Охримчук сглотнул слюну и расширил глаза.
– Сторож больницы в ту ночь не вышел на работу. Его зовут Ринат Ахметович Шабаров, восемьсот девяностого года рождения, улица Лермонтова, дом два, квартира седьмая. Есть основания полагать, что он вполне может оказаться нашим убийцей. Запросите, пожалуйста, в районе, есть ли на него отпечатки. Если нет, наши подозрения укрепятся. Запросите из района дополнительных людей. Возможно, его придётся объявить в розыск – я хочу наведаться к нему домой, но мне кажется, что дома его тоже не будет. И да, пластинки…
– Что с пластинками? – Охримчук поднял правую бровь.
– В доме профессора я нашёл пластинку Карло Бути. Это современный итальянский певец, его называют «тенорино». Сладкоголосый, поёт лиричные песни. Пластинка итальянского производства, совсем новая. Полагаю, она из дома Крамера. Но, насколько я знаю, профессор мало с кем общался, и я не совсем понимаю, как она могла к нему попасть. Это первое. Второе…
Пока Введенский пересказывал события прошедшей ночи, Охримчук достал – не из шкафа, а уже из-под стола – маленький хрустальный графин и без лишних слов разлил по стаканам.
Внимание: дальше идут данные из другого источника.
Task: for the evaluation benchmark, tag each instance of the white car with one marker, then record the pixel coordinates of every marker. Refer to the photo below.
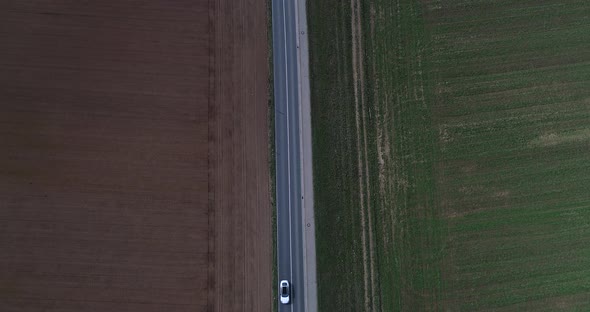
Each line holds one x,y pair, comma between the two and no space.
285,291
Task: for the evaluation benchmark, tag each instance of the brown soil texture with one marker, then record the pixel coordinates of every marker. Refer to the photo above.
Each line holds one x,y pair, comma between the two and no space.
133,163
239,177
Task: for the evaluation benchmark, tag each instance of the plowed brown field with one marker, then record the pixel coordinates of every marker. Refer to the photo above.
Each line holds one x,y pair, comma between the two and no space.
134,156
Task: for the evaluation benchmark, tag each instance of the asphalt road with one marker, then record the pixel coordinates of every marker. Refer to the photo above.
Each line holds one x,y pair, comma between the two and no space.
288,152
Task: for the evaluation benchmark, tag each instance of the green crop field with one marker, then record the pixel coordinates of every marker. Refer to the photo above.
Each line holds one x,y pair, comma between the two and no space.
451,154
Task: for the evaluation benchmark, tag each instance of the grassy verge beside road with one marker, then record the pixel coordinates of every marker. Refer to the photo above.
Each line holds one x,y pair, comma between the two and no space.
451,154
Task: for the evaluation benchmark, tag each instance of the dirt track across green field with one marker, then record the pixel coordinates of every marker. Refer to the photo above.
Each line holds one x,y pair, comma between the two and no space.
451,154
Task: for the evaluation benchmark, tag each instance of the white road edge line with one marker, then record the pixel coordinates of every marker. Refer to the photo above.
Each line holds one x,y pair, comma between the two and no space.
288,144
– А вот это – водка, – сказал он, когда Введенский закончил рассказывать. – Я ни хрена не понимаю.
– Я тоже, – признался Введенский. – Убийца эмоционален, порывист, но при этом он умён. У него тонкий и извращённый ум, я не могу понять его. Это не вяжется у меня с образом сторожа-татарина. Спасибо, я не буду пить. Надо узнать что-нибудь о Шабарове и отправиться к нему.
– Вы вообще не пьёте? – спросил Охримчук.
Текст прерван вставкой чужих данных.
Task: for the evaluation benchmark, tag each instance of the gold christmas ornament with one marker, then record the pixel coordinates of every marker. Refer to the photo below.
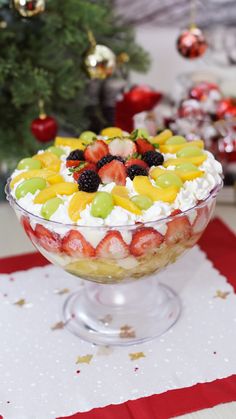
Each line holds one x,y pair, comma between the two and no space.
29,8
100,61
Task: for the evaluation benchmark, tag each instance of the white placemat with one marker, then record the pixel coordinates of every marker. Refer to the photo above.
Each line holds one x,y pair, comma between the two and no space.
46,373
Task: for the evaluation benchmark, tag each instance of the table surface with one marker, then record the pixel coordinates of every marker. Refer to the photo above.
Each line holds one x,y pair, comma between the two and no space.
14,241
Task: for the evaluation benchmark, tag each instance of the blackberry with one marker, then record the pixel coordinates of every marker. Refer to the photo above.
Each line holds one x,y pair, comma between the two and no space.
136,170
107,159
153,158
76,155
89,181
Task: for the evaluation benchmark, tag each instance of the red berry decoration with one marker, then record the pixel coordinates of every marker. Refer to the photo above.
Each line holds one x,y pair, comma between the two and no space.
191,43
44,128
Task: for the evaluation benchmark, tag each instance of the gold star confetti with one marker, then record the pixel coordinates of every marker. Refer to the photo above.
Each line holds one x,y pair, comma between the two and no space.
20,303
106,319
57,326
127,331
136,355
86,359
221,294
62,291
104,350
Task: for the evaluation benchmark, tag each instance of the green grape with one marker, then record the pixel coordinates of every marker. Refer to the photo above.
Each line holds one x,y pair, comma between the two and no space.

– Пью пиво. Иногда. Больше люблю кофе, но здесь его нет. Как вы вообще можете пить на такой жаре?
Пока он говорил это, Охримчук опрокинул стакан, поморщился и жадно шмыгнул носом.
– Давайте-ка с вами в архивы залезем, – сказал он, проморгавшись. – Бумажная работа. Любите?
– Обожаю.
Введенский не шутил. Ему нравилось рыться в бумагах.
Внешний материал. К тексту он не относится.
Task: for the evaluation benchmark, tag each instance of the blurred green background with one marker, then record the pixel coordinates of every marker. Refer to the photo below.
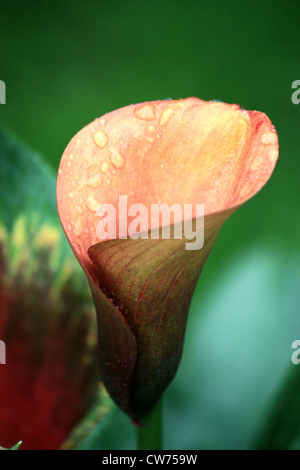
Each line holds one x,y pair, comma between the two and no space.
66,63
Спустя час поисков в шкафу, среди толстых пачек документов и пыльных папок, они наконец нашли протокол опроса Шабарова, когда он выступал свидетелем по делу об ограблении хлебной лавки в тридцать пятом году.
Родственников у него не было – сюда он переехал в двадцать восьмом году из Бахчисарая и работал сторожем на складах, потом в построенном санатории – том самом, где остановился Введенский, – и уже потом при ограбленном магазине. А потом, по всей видимости, в больнице.
Подозрения Введенского окрепли. Значит, он хорошо знал этот санаторий.
К протоколу прилагалась фотография Шабарова – это был смуглый татарин с пышными чёрными усами, маленькими глазами и морщинистым лбом.
Беспартийный, без семьи, не судим, не привлекался. Загадкой оказалось его происхождение – известно, что до того он несколько лет прожил в Бахчисарае, но где родился, что делал до революции?